If you Google “ryan braun first base,” you get more than 2.5 million results.
It’s a topic that’s been brought up by fans for years, dating back to 2014 or so, when Braun’s nagging injuries started to pile up. But it’s also been one that was never truly close to becoming a reality, for a variety of reasons -- either the outfield depth wasn’t quite there (Khris Davis and Gerardo Parra were eventually traded), or the team found solid enough contributors to man first (like Adam Lind, Chris Carter, and Eric Thames/Jesus Aguilar) and such a move wasn’t necessary.
But now, it seems like a distinct possibility, after the Brewers not only didn’t solve their outfield logjam, but actively built it up higher (at least at the Major League level) with the surprising additions of Christian Yelich and Lorenzo Cain on Thursday night.
”Move Braun to First” has gone from a phrase that draws eye rolls and chuckles from the reporters who cover the team to something the team may actually be considering, at least according to Ken Rosenthal.
In an article today for The Athletic (subscription required), Rosenthal says the Brewers have kicked around the idea of giving Braun starts at first base as a way to avoid having to deal budding star Domingo Santana. From the free portion of Rosenthal’s piece:
The team will continue listening to offers on Santana, as well as outfielders Keon Broxton and Brett Phillips, as it searches for starting pitching. But club officials acquired Christian Yelich and Lorenzo Cain on Thursday with the idea of them joining Santana to form potentially the best outfield in baseball, major league sources say.
Left fielder Ryan Braun, a Brewers fixture since 2007 who is owed $57 million through 2020, still would fit with the club, but not in his accustomed role as an everyday outfielder. Sources say the Brewers have discussed using Braun at first base, a position he never has played professionally. Braun, 34, could start at first against left-handed pitching while remaining part of an outfield rotation.
The Brewers likely would play Braun at first only if he was comfortable with the plan.
Coincidentally, Braun did seem comfortable with the idea just a few months ago, saying he’d be receptive to something like what’s being floated now during a radio interview with WTMJ back in October:
“If they want me to play first, I think if it’s something that’s going to help our team at any point, or if it’s just a few games depending on our personnel, I’m not opposed to it by any means. If they approach me with that, I’m open to it.”
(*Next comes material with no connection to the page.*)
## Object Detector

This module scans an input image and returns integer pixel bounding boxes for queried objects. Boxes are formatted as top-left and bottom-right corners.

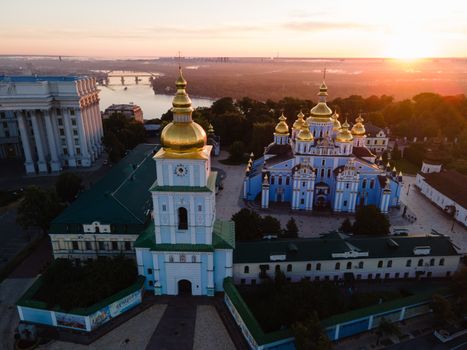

If Braun can adjust defensively -- and if the decision is made ahead of Spring Training, there may be time for him to take a crash course at first base -- it’s an alignment that makes a lot of sense.
Rosenthal points out behind the pay wall that while Thames had a productive 2017 overall at first base, he struggled mightily in the second half and only had a .664 OPS against left-handers on the year. That led to Aguilar getting more playing time and the position eventually being split into a true (and very productive) platoon.
Braun, who has famously crushed left-handed pitching his entire career (.331/.400/.617 in more than 1500 plate appearances against them), would be a fearsome combination with Thames at first, while still likely getting starts in the outfield. It’s an arrangement that might also benefit Braun’s longterm health, especially after a year in which he was plagued by calf injuries playing in the outfield. Between starts at first base and his now-usual carefully managed playing schedule, there should theoretically be enough at-bats to go around for Braun, Cain, Yelich and Santana.
Of course, there are more mouths to feed than just those four. While shifting Braun to first base even part time might allow the Brewers enough at-bats to keep Santana, it doesn’t seem likely that there will be opportunities for one of Keon Broxton or Brett Phillips -- or even both of them, given that Cain and Yelich both can play center field.
It’s pretty clear that David Stearns’ next tactic will be trying to continue to spin that outfield depth into help elsewhere, whether it’s in the starting rotation or second base. That might still include dealing Santana, but if Rosenthal’s report is to be believed, it’s not what Stearns would prefer to do.
At Lorenzo Cain’s (re)introductory press conference, Stearns confirms that they’ll give Braun some looks at first base once everyone gets to camp next month.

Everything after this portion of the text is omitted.